Jakiś już czas temu powstał ten cardigan, ale jakoś nie miałam weny, żeby zrobić mu zdjęcia. Ale ponieważ aura za oknem jest jaka jest, to i został wyciągnięty.
I oto cardigan z reglanem mojego pomysłu:
Jak widać moja miłość do reglanowych rękawów trwa. Ale żeby nie było ciągle tak samo, to tym razem reglan w postaci jodełek .
Sweterek powstał z włóczki pół na pół akryl i wełna. Mnie trochę gryzie – no, ale niestety mnie nie drażnią tylko te bardziej szlachetne włóczki. Po zrobieniu cardiganu nie zostało nawet odrobiny wełny, a nawet zabrakło kilka metrów – odległość pomiędzy dwoma ostatnimi guzikami przy dekolcie jest trochę krótsza, niż pomiędzy pozostałymi. Ale nie chciało mi się już dokupować dodatkowego motka, żeby to zniwelować, więc tak zostało – mi to nie przeszkadza.

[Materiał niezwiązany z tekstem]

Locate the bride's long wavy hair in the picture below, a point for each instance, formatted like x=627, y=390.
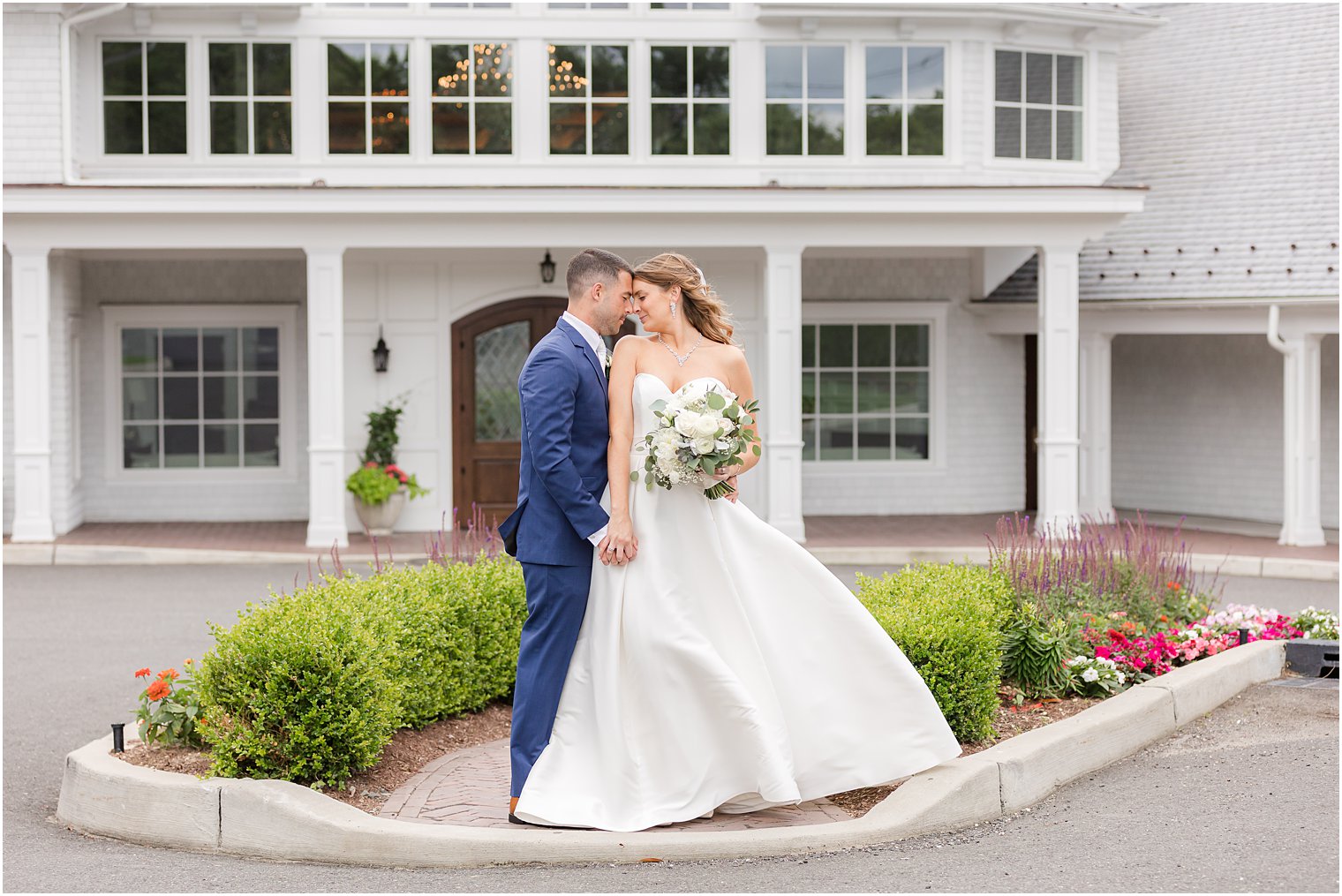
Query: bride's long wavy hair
x=701, y=305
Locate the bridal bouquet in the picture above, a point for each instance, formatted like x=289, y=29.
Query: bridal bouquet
x=701, y=429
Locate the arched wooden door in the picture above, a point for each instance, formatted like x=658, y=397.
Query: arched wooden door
x=490, y=348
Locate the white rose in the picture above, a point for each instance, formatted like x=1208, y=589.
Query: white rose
x=694, y=390
x=686, y=423
x=706, y=425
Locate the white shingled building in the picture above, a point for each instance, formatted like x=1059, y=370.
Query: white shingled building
x=212, y=214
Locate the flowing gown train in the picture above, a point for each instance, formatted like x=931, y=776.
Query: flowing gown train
x=724, y=668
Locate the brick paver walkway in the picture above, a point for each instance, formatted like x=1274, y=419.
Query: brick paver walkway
x=471, y=787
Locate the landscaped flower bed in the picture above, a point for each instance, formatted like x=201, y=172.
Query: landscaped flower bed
x=353, y=683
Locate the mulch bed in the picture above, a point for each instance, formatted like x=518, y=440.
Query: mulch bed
x=412, y=750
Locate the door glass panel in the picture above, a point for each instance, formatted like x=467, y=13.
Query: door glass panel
x=500, y=354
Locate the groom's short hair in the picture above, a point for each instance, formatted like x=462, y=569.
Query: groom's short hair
x=591, y=266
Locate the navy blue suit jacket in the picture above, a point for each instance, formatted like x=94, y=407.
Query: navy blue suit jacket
x=565, y=431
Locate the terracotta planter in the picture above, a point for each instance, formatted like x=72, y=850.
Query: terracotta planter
x=379, y=519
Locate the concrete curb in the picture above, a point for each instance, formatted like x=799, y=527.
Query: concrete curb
x=105, y=795
x=49, y=554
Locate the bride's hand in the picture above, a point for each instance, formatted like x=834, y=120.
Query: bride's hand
x=621, y=545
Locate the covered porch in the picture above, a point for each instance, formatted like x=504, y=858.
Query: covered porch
x=764, y=240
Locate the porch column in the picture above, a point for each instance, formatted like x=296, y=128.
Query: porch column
x=1097, y=498
x=1301, y=522
x=31, y=371
x=327, y=397
x=1059, y=371
x=781, y=408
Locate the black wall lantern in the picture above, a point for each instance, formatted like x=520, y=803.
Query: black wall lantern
x=380, y=353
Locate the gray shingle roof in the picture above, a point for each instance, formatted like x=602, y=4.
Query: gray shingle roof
x=1230, y=114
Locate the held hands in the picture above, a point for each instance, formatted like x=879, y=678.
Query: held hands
x=619, y=546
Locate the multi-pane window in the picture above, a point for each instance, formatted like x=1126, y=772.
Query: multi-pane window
x=1037, y=109
x=200, y=397
x=144, y=97
x=590, y=100
x=864, y=390
x=363, y=82
x=691, y=111
x=804, y=100
x=471, y=98
x=906, y=94
x=252, y=106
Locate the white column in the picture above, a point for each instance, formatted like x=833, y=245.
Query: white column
x=1059, y=371
x=1097, y=499
x=1301, y=522
x=31, y=372
x=781, y=407
x=327, y=397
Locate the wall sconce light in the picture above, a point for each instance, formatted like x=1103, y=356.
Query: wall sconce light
x=380, y=353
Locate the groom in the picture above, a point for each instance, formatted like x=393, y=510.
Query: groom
x=559, y=516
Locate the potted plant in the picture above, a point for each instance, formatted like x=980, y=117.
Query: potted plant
x=379, y=486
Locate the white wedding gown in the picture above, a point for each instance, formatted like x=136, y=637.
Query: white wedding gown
x=724, y=668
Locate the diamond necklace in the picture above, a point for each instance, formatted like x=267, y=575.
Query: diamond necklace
x=681, y=359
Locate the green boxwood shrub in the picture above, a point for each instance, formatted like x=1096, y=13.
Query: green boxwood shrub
x=947, y=620
x=310, y=686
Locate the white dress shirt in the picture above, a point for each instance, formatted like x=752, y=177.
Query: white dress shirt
x=593, y=340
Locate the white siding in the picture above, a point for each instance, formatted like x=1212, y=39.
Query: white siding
x=33, y=97
x=418, y=296
x=8, y=399
x=1197, y=426
x=985, y=410
x=175, y=282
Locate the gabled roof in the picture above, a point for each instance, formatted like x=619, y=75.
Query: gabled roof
x=1230, y=114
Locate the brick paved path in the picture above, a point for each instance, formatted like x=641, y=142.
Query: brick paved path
x=470, y=787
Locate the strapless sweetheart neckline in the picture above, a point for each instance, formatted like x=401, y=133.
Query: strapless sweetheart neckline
x=643, y=373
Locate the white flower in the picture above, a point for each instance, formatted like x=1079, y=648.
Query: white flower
x=706, y=425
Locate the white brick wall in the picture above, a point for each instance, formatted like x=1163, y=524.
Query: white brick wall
x=33, y=97
x=173, y=282
x=985, y=410
x=1197, y=426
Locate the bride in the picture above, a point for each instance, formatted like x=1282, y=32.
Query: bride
x=724, y=668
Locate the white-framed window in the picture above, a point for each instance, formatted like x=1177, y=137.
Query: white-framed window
x=144, y=97
x=368, y=98
x=1037, y=105
x=200, y=392
x=252, y=98
x=590, y=100
x=804, y=100
x=905, y=100
x=867, y=388
x=471, y=98
x=691, y=100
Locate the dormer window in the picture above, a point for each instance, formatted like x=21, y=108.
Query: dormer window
x=1037, y=105
x=144, y=97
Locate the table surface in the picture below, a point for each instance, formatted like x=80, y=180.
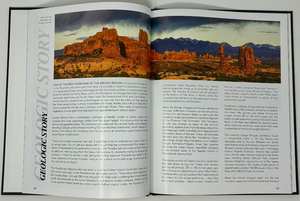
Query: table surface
x=289, y=5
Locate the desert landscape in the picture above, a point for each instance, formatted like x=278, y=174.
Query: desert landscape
x=185, y=65
x=105, y=55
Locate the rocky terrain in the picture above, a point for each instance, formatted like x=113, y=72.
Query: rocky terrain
x=105, y=55
x=108, y=55
x=185, y=65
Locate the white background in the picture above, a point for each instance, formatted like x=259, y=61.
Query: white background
x=293, y=5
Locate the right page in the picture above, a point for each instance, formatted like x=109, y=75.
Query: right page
x=221, y=108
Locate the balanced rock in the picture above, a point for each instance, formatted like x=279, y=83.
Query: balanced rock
x=223, y=61
x=257, y=61
x=246, y=60
x=194, y=55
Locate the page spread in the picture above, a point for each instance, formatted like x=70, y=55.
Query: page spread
x=89, y=133
x=122, y=102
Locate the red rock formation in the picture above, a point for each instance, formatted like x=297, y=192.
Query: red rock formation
x=194, y=55
x=143, y=39
x=108, y=44
x=225, y=67
x=106, y=41
x=257, y=61
x=211, y=57
x=205, y=56
x=229, y=58
x=246, y=60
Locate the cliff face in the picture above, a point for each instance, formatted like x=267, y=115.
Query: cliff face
x=108, y=44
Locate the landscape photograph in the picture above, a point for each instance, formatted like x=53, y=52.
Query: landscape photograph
x=215, y=49
x=103, y=43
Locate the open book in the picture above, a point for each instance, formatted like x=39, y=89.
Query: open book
x=113, y=100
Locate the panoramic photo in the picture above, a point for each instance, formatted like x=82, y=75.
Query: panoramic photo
x=105, y=43
x=215, y=49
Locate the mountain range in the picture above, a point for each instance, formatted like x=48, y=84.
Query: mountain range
x=263, y=51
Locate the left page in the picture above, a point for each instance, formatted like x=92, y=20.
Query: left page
x=87, y=101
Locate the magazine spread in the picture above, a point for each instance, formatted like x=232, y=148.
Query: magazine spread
x=122, y=101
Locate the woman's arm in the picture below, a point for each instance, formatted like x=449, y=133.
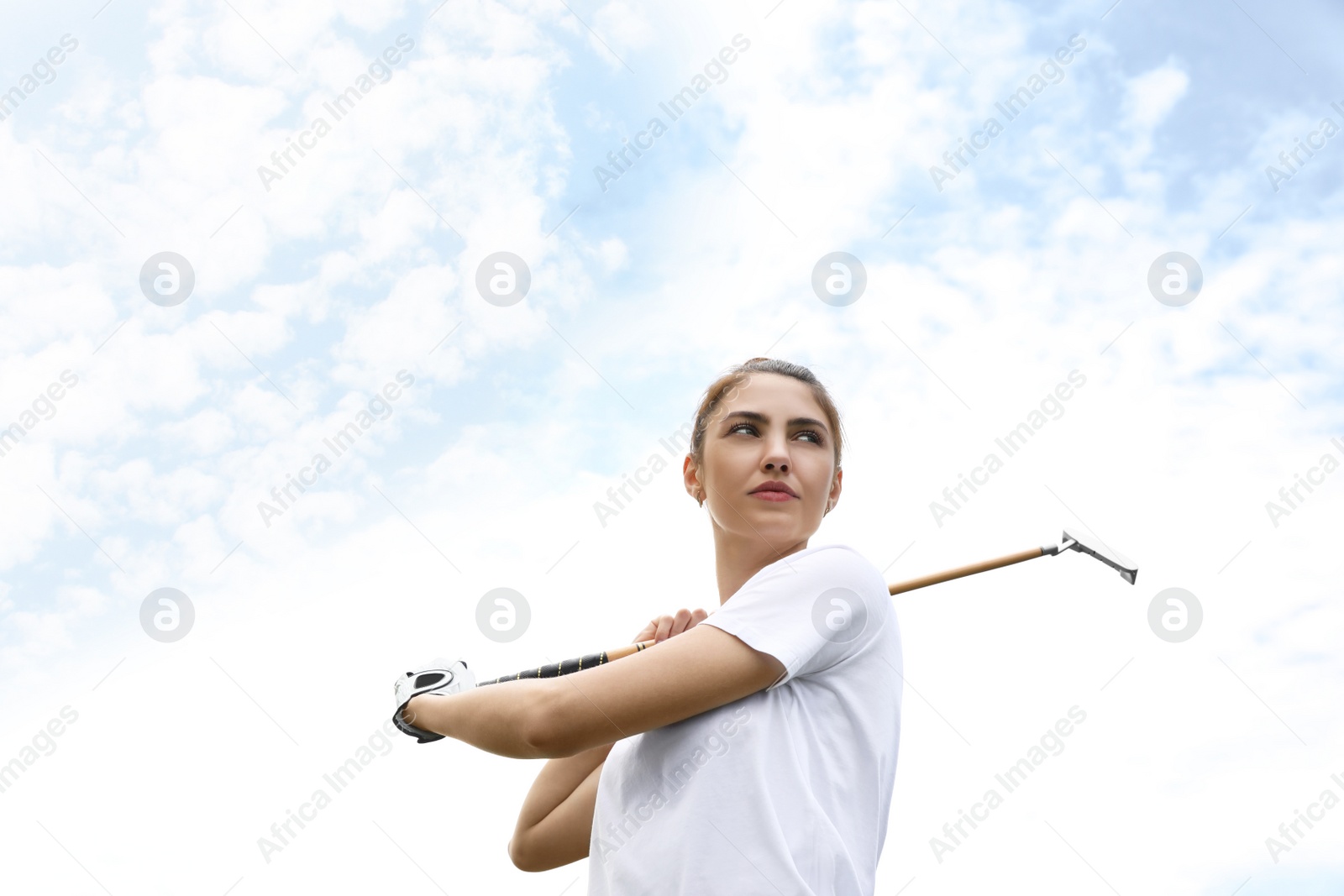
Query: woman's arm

Sweterek został zrobiony w całości od dołu – leń do zszywania znowu zwyciężył 🙂
Sukienkę skończyłam, ale coś mi w niej nie pasuję. Czuję, że albo powstanie z niej jakieś zupełnie inne dziergadło, albo ją będę gruntownie poprawiać. No cóż- ryzyko każdej dziewiarki. Tak, czy śmak chyba będzie prucie…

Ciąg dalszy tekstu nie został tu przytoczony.